Politics

Role of Bachmann’s campaign in 2012 race still up in the air

Amanda Carey Contributor

In the latest Fox News poll, Rep. Michele Bachmann scored a surprisingly low four percent, behind Texas Governor Rick Perry, who led with 26 percent. Mitt Romney followed at 18 percent, Sarah Palin doubled Bachmann’s support with eight percent, and Rep. Ron Paul registered seven percent.

The downward slide for Bachmann comes just weeks after she swept the Ames Straw  poll — an early test of the GOP field. But that field lacked the presence of the now dominant Rick Perry. And, the Fox News poll goes one step further in cementing what analysts have suspected for days: Rick Perry is sucking all the wind out of Bachmann’s sails.

Since Perry’s late entry, he has surged in the polls so much so, that the Real Clear Politics average has him at 26.3 percent, while Bachmann sits at 8.8 percent.

So where does Bachmann’s campaign go from here?

“Michele Bachmann and Mitt Romney share the same problem, but in a different way,” pollster Scott Rasmussen told The Daily Caller. “The problem is Rick Perry.”

“For Bachmann, the Perry problem is that he captures a lot of the outsider appeal that gave the congresswoman a boost,” Rasmussen added. “Unless he stumbles, there is nowhere for her campaign to go.”

That’s not to say Bachmann’s campaign can’t or won’t serve an important role in 2012. Bachmann is lined up to become a potential “RINO-killer”. In 2010, Senate candidates Joe Miller of Alaska and Christine O’Donnell of Delaware filled that niche when they defeated establishment candidates Lisa Murkowski and Mike Castle, respectively, in their primaries.

The problem with that theory in reality, however, is that the 2012 field isn’t full of moderates and the demographics of those supporting a moderate Republican are the opposite of those who would support a Tea Party candidate.

“The ten percent thinking about Bachmann would not be thinking about [Jon] Huntsman, for example,” one GOP source put it succinctly.

There’s also the chance that Bachmann could become the Mike Huckabee of 2012.

As the primary season progressed in the 2008 election cycle, the race came down to Mitt Romney, John McCain and Mike Huckabbee.
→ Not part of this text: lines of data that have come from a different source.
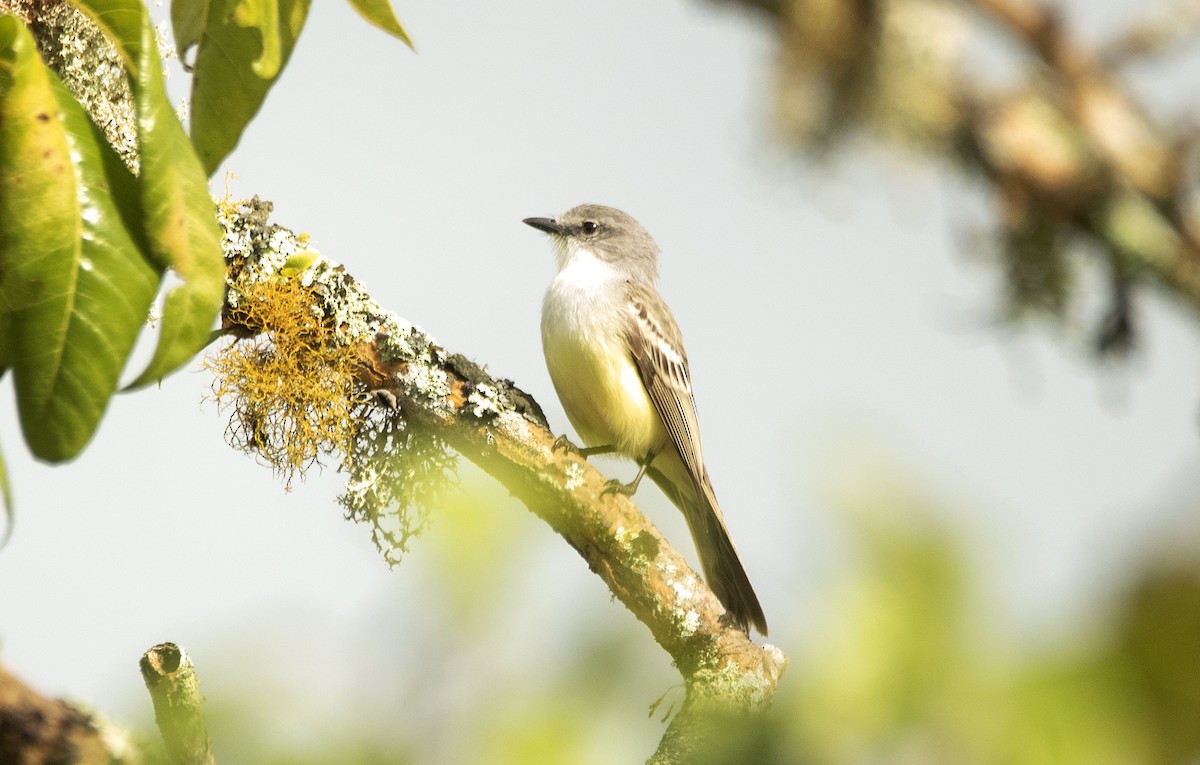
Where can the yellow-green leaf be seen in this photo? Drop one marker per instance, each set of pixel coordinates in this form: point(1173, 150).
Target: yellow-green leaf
point(73, 279)
point(381, 13)
point(243, 47)
point(178, 215)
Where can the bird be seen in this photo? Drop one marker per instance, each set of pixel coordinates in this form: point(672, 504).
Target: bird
point(616, 357)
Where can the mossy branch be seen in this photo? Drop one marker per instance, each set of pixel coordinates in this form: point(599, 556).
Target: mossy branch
point(175, 692)
point(400, 374)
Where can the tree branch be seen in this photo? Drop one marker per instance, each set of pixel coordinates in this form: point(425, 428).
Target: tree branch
point(36, 730)
point(402, 373)
point(175, 692)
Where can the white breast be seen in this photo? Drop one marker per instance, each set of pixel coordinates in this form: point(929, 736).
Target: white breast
point(582, 332)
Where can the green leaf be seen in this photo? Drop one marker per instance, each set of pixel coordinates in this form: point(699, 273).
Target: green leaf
point(381, 13)
point(72, 276)
point(178, 214)
point(263, 16)
point(244, 47)
point(187, 23)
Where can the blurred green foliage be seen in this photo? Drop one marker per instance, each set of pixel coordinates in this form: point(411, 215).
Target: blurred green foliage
point(905, 664)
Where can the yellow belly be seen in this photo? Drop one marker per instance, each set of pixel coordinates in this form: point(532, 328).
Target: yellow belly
point(603, 395)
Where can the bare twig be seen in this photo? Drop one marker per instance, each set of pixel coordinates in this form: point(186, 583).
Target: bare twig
point(175, 692)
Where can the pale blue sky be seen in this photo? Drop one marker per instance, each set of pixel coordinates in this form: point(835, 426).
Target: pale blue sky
point(833, 318)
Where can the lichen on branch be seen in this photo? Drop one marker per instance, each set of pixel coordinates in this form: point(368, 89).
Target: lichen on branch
point(292, 378)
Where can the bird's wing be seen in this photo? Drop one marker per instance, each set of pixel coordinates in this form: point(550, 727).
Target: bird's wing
point(657, 348)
Some think the fact that Huckabee hung in there so long was a factor in McCain eventually taking the nomination over Romney.

“He [Huckabee], in affect, killed Romney’s chance to really start putting wood to McCain,” said the GOP source, who did not want to talk on the record because of ties to several of the presidential campaigns.

“It’s possible she could play that role in some capacity. If she’s getting 10 percent somewhere, that’s 10 percent someone’s not getting.”

So has Michele Bachmann peaked? In the last week she’s received criticism for things like advocating drilling for oil in the Florida Everglades, for her confusing statement on God’s wrath being behind Hurricane Irene, and for not competing in the New Hampshire primary. And now, many are questioning her once easy road in the Iowa caucus.

The negative press, combined with the sliding poll numbers don’t bode well for the congresswoman.

“She’s likely to fade,” said Patrick Hynes, president of Hynes Communications in New Hampshire.

Hynes added that Bachmann’s decision to essentially not campaign or compete in New Hampshire will hurt her even more.

“Once you tell people you’re going to lose, they’re going to think of you as a loser,” he told TheDC. Moreover, Hynes said, the spoiler role is a “dangerous place to be in.”

The Bachmann campaign did not return a request to comment for this story.